Da die Union keine Mehrheit in Bonn mehr habe, sei es nur legitim, die Öffentlichkeit über eine Unterschriftenaktion in den Entscheidungsprozeß einzubeziehen. Die CSU werde sich den "Irrungen und Wirrungen des Zeitgeistes" widersetzen und alles dafür tun, "damit diese Bundesregierung nur eine Episode bleibt", sagte Stoiber. Die CDU forderte er zum Ende seiner mitreißenden Rede auf, gemeinsam mit der CSU die bürgerliche Mitte zu bündeln und Heimat der demokratischen Rechten zu sein. Den rund 1.000 Delegierten rief Stoiber zu: "Das ist unsere Aufgabe: Bayern stark zu halten und Berlin zu stürmen."

An die Adresse von Schäuble sagte Stoiber, die CSU sei derzeit stärker und besser positioniert als manche in der CDU. Dies solle aber nicht als Abgrenzung verstanden werden. Vielmehr wolle die CSU ihre Stärke in die Union hineintragen.
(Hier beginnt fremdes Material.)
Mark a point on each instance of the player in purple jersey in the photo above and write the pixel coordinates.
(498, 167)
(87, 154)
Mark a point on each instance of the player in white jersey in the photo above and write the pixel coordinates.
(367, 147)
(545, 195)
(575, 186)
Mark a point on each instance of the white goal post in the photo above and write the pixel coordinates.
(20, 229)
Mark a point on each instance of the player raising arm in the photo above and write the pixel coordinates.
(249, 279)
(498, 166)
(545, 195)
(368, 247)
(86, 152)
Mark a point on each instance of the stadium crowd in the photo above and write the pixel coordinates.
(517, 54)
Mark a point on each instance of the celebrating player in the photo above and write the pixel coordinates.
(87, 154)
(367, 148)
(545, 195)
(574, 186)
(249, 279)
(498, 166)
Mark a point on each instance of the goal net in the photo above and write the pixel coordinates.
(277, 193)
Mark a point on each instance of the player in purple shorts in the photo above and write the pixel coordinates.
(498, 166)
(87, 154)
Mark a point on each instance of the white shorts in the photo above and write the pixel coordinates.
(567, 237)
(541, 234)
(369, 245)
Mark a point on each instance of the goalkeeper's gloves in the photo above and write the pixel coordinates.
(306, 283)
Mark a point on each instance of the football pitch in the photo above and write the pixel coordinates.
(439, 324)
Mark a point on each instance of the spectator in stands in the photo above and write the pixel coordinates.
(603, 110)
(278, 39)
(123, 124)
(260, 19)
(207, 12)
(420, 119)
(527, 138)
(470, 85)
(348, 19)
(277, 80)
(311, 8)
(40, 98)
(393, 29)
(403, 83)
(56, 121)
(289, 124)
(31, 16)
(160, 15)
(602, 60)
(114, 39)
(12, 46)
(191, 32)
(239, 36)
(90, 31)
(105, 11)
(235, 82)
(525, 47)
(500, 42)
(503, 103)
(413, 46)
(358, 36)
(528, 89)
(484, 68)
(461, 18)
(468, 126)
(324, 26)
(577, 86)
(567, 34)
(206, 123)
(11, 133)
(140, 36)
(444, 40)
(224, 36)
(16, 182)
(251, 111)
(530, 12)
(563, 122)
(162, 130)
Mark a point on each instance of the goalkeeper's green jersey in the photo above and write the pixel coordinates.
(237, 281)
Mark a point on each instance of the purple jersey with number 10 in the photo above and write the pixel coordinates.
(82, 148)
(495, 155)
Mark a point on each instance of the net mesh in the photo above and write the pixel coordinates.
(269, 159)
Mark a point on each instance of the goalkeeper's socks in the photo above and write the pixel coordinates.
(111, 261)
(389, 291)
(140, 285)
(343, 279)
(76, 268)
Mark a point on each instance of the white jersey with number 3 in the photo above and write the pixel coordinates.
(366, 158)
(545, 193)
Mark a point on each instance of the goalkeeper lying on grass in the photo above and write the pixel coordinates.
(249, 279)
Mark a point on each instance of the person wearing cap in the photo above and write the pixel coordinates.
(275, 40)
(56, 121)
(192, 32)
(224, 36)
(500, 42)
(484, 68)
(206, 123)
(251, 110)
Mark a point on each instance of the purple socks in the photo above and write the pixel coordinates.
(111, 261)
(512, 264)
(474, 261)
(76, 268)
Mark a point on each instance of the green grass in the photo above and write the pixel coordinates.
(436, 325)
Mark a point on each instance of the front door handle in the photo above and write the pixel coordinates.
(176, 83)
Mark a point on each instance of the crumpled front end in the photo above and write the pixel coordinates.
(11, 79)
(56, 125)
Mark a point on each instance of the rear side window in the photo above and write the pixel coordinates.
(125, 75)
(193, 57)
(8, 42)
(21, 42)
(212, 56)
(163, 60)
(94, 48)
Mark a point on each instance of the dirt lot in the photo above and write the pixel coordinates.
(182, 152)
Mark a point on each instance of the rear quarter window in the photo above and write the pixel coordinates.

Befürchtungen, die CSU könne der Union nun über den Kopf wachsen, räumte Wolfgang Schäuble in seinem Grußwort aus: "Wir sind stolz darauf, daß wir so eine ansehnliche Schwester CSU haben", sagte der CDU-Vorsitzende.

Mit der Wahl von Edmund Stoiber zum 6. Vorsitzenden wird die CSU wieder bayerischer. Denn aus dem Dualismus München/Bonn, der seine personelle Entsprechung in dem Duo Stoiber/Waigel fand, ist die politische Einheit Stoiber/München geworden. Eine gewisse Einengung des politischen Spektrums geht damit freilich auch einher. Stoiber, der sich gern als erster Diener seines Freistaats sieht, ist kein Vorsitzender, er ist ein Führer, der sich die CSU so untertan machen wird, wie er dies schon im ganzen bayerischen Staatswesen vorexerziert hat.

In der Öffentlichkeit wehrt der 57jährige Vater dreier erwachsener Kinder derzeit jede Ambition auf die Kanzlerkandidatur 2002 ab. Wohl auch deshalb, weil die nächste Bundestagswahl ein knappes Jahr vor der nächsten Bayern-Wahl stattfindet. Stoiber müßte also das Risiko in Kauf nehmen, als Wahlverlierer im Bund in die Bayern-Wahl zu ziehen und damit die Existenzgrundlage der CSU als alleinregierende Staatspartei zu gefährden. In der CSU wird dem einst als tollkühnen Skifahrer bekannten Stoiber ein solches Vabanque-Spiel durchaus zugetraut.